= H. D. Ranganath =

Indian politician (born 1971)

H. D. Ranganath (born 28 July 1971) is an Indian politician from Karnataka. He is an MLA from Tumkur district representing Indian National Congress. He won the Kunigal Assembly constituency in the 2023 Karnataka Legislative Assembly election.

== Early life and education ==
Ranganath is from Kunigal, Tumkur district of India. He is the son of H. R. Doddaiah. A medical doctor by profession, he completed his master’s degree in orthopaedics in 2001 from J.C. Medical College, Mysore. Earlier, he did his M.B.B.S. at Kempegowda Institute of Medical Sciences, Bangalore from 1989 to 1996. He also married a doctor.

== Career ==
Ranganath won from Kunigal Assembly constituency representing Indian National Congress in the 2023 Karnataka Legislative Assembly election. He polled 74,724 votes and defeated his nearest rival, D. Krishna Kumar of Bharatiya Janata Party, by a huge margin of 26,573 votes.

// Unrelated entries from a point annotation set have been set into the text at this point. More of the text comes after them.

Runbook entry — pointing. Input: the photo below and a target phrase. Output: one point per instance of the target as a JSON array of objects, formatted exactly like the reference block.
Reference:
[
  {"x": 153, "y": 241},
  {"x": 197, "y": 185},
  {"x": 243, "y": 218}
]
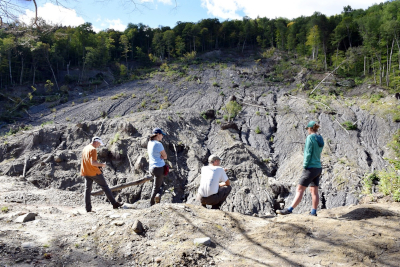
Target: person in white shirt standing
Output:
[
  {"x": 214, "y": 184},
  {"x": 157, "y": 155}
]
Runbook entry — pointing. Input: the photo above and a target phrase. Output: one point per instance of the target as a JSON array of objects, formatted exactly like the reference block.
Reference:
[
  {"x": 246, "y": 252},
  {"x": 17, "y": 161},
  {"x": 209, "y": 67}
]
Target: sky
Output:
[{"x": 117, "y": 14}]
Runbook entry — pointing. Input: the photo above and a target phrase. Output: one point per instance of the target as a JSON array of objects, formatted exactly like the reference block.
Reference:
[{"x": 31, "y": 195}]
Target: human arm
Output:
[
  {"x": 163, "y": 154},
  {"x": 223, "y": 180},
  {"x": 93, "y": 159},
  {"x": 97, "y": 164}
]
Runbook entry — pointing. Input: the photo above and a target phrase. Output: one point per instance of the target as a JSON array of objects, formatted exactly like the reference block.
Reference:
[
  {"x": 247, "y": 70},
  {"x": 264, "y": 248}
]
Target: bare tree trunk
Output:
[
  {"x": 9, "y": 65},
  {"x": 365, "y": 59},
  {"x": 52, "y": 71},
  {"x": 390, "y": 64},
  {"x": 373, "y": 68}
]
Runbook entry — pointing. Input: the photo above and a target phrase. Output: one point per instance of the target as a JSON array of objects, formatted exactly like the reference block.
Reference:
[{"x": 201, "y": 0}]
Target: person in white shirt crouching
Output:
[{"x": 214, "y": 184}]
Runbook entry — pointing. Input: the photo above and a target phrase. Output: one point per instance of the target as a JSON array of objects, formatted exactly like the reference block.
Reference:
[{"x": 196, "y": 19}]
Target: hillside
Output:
[
  {"x": 262, "y": 147},
  {"x": 63, "y": 234}
]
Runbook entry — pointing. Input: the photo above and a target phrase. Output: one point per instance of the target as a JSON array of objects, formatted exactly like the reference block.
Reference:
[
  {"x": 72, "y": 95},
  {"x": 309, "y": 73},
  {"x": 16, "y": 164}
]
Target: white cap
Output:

Earlier, he contested the Kunigal seat representing Indian National Congress and became an MLA for the first time as he won the 2018 Karnataka Legislative Assembly election. He polled 58,697 votes and defeated his nearest rival, D. Krishna Kumar of Bharatiya Janata Party, by a margin of 5,600 votes.

He is a renowned doctor and has performed free surgeries to a couple of poor patients in his constituency.